De este modo, desde el Gobierno, pero también en Europa,
se está intentando que se limite o se
elimine esta objeción de conciencia, última muralla a derribar en sus
objetivos de extender completamente la cultura de la muerte.
La pasada semana medios como El País, entre
otros muchos, denunciaban como elemento de gran gravedad que todos los
ginecólogos de un importante hospital de Madrid como es el Clínico San Carlos
se hayan declarado objetores de conciencia con respecto al aborto. Estos medios
se lamentaban por esta decisión pero no se hacían la pregunta más importante: ¿qué lleva a tantos médicos
a negarse a colaborar con el aborto?
Sobre esta situación ha profundizado Jaume Vives con su particular estilo directo y de
combate. Este joven catalán, autor de documentales sobre cristianos perseguidos
y uno de los responsables de Vividores, impresionante
campaña contra la eutanasia, es
consciente de la importancia de dar la batalla cultural y de las ideas. Y
sabe que es fundamental estar presente para ello en las redes sociales
ofreciendo argumentos que sean claros.
Es lo que ha hecho sobre la objeción de conciencia, convirtiendo un
hilo destinado a las redes sociales en un artículo donde de manera didáctica deja sin
argumentos a los que intentan aniquilar este derecho de los profesionales
sanitarios. A continuación, y por su interés, ofrecemos el escrito íntegro
de Jaume Vives:
Reflexión de Jaume Vives
sobre la objeción de conciencia
"Los últimos días ha habido un debate intenso sobre el aborto
y la objeción de conciencia. Para
mí es como estar discutiendo sobre las bondades de la esclavitud y la
importancia de regular que haya poca gente que pueda oponerse legalmente a
ella.
Oigo muchos argumentos que van contra:
1. La razón
2. La lógica
3. La verdad científica
4. La experiencia
1. Las leyes
deberían reconocer como bueno lo que es bueno y como malo lo que no es bueno. Me
explico: el bien y el mal son previos a la ley y esa debe reconocerlos. Lo
contrario es pensar que una cosa es buena por ser ley. Ergo, no hay ni bien ni
mal objetivos.
La esclavitud fue legal y nadie piensa que fuera algo bueno. Eso
es porque en el fondo sabemos que las leyes no son fuente de verdad.
Digo esto para atacar
un primer argumento que se está utilizando estos días contra la
objeción de conciencia: el aborto es legal, por lo tanto es bueno, por lo tanto
un derecho, por lo tanto hay que garantizarlo, por lo tanto no puede haber
objeción de conciencia en lo público.
Poco importa que el aborto sea legal, eso no impide que pueda ser
un crimen. La historia nos demuestra que muchos atentados contra el hombre han gozado de toda la legalidad
habida y por haber.
La razón nos enseña por tanto que una cosa no es buena por ser ley. Una cosa debe ser ley
por ser buena.
2. Algunos utilizan la ley de plazos para argumentar que el aborto
no es un crimen y por lo tanto la objeción de conciencia no tiene cabida. Un ejercicio fácil de lógica nos
demuestra lo absurdo de la ley de plazos.

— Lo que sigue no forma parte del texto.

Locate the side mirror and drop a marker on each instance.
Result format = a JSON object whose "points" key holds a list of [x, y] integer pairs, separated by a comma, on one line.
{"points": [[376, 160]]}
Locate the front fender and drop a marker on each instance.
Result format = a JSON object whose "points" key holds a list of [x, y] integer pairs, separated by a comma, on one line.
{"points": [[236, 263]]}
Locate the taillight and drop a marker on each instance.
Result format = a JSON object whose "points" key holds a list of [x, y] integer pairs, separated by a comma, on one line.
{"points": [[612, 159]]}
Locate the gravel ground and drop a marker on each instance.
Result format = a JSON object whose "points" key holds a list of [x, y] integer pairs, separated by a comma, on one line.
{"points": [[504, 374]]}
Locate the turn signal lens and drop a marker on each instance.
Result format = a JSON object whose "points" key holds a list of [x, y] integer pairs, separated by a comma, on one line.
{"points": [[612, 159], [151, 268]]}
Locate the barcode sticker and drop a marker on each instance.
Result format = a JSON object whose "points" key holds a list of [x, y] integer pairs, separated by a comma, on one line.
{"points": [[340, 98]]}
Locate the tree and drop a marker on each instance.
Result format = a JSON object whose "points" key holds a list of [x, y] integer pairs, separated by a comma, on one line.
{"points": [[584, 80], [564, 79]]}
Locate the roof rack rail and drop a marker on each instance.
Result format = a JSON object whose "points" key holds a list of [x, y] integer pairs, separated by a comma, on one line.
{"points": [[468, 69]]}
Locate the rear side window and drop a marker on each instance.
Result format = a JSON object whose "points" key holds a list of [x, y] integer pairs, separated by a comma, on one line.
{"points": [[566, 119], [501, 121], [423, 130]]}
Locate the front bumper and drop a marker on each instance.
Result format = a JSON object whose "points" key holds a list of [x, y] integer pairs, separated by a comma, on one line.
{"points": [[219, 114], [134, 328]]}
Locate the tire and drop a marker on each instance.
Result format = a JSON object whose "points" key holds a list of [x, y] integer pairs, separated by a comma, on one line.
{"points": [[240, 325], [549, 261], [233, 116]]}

Dicen que tenemos una ley de plazos que garantiza que se acaba con
la vida de un conjunto de células y no con una vida humana.
Algo no puede ser y no ser a la vez. En
Francia se puede abortar hasta la semana 12. En España hasta la semana 14. Si
un feto no es persona en España en la semana 13, no puede ser que sí lo sea en
Francia. Salvo que asumamos que nosotros tardamos algo más en ¿ser? personas.
Si un feto no es persona hasta la
semana 14, ¿en qué momento
exacto de esa semana comienza a serlo? ¿La semana 13, 6 días, 23h y 59
minutos? ¿Un minuto después de la media noche?
Si no tenemos ni idea de en qué
momento exacto sucede no se sabe el qué, ¿a qué estamos jugando? ¿A ser dioses?
Algunos dicen que la ley de plazos
responde a criterios científicos y tiene que ver con el desarrollo de los
órganos y sistemas del feto. ¿En qué momento exacto del desarrollo somos
personas? Teniendo en
cuenta que el desarrollo es continuo hasta el día de nuestra muerte.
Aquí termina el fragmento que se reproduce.